Newly elected U.S. President, the Democratic candidate Barack Obama was in a pickle this September as the opposing Republican candidate John McCain surprised the whole world by choosing Alaska’s governor Sarah Palin as his running mate. Appealing especially to the Christian conservative demographic the dazzling Palin, only 44 years old, got the whole American media fired up, and for a while McCain took a lead in the polls – for the first time in months.

The media circus around Palin ended swiftly, however, when Wall Street started crashing mid-September. The plunging stocks and fears of a global recession turned the attention back into the economy, already the buzz-word for these elections.

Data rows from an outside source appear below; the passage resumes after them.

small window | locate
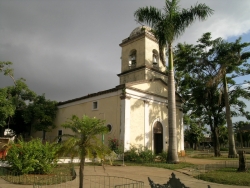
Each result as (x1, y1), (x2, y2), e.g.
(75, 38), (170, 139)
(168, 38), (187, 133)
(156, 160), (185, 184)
(152, 50), (159, 68)
(107, 124), (112, 132)
(128, 50), (136, 68)
(93, 101), (98, 110)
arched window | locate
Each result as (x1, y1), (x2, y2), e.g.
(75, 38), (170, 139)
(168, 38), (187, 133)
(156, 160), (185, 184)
(107, 124), (112, 133)
(128, 50), (136, 68)
(152, 50), (159, 68)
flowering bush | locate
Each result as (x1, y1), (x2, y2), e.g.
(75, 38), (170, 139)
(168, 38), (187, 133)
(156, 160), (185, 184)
(108, 138), (120, 154)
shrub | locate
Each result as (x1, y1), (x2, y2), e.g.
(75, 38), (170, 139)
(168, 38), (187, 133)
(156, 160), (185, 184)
(6, 139), (60, 174)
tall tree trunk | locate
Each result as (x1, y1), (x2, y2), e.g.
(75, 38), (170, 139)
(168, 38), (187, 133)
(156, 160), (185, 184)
(79, 152), (85, 188)
(223, 75), (237, 158)
(167, 44), (179, 163)
(212, 126), (221, 157)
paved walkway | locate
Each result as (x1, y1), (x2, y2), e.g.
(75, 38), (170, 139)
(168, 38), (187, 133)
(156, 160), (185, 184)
(0, 157), (247, 188)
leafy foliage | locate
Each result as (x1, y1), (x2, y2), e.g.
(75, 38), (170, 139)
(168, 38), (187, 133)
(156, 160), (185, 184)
(0, 88), (16, 127)
(134, 0), (213, 163)
(175, 33), (249, 156)
(6, 139), (60, 174)
(60, 115), (110, 188)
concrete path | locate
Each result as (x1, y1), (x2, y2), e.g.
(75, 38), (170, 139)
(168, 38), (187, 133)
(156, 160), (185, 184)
(0, 157), (247, 188)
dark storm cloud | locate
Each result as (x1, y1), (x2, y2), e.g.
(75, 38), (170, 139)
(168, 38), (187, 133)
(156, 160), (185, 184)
(0, 0), (250, 101)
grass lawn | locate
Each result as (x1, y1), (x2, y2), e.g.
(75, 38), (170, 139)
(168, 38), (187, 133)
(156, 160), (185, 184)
(199, 168), (250, 186)
(85, 161), (195, 170)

The problem for McCain was that his field of expertise was foreign policy, not the economy. Perhaps his biggest blunder was claiming that the economy was safe and sound less than a day after Lehman Brothers and Merrill Lynch had disappeared from the map of Manhattan. McCain then tried to redeem himself by meddling with congressional legislation concerning the bailout. However, interrupting his campaign and rushing into Washington was perceived more as a theatrical gesture, rather than signs of real leadership. The three debates that were held after this were all centered around the economy, and each time American viewers picked Obama as the winner. Polls started reflecting a devastating trend for McCain. The people trusted Obama on the economy.

During the last days of campaigning McCain attempted to paint a picture of a socialist Obama, who would economically strangle the American people with new taxes. “Joe the Plumber” became a leading theme in the campaign and McCain was portrayed as the patron saint of the middle-class; a working-man’s president. Meanwhile the nation’s faith in Palin started to waver. She was deemed too inexperienced for national politics, and seen as almost completely at loss with matters of foreign policy.

Based on door-to-door polling this Tuesday, 62 percent of Americans thought the economy was the most important issue at hand in these elections, while 9 percent told it was health-care.

A few years ago McCain badgered George W. Bush to change his strategy in Iraq, but this was long since forgotten by the people. Only 10 percent thought of Iraq as the key issue in these elections and only 9 percent mentioned terrorism.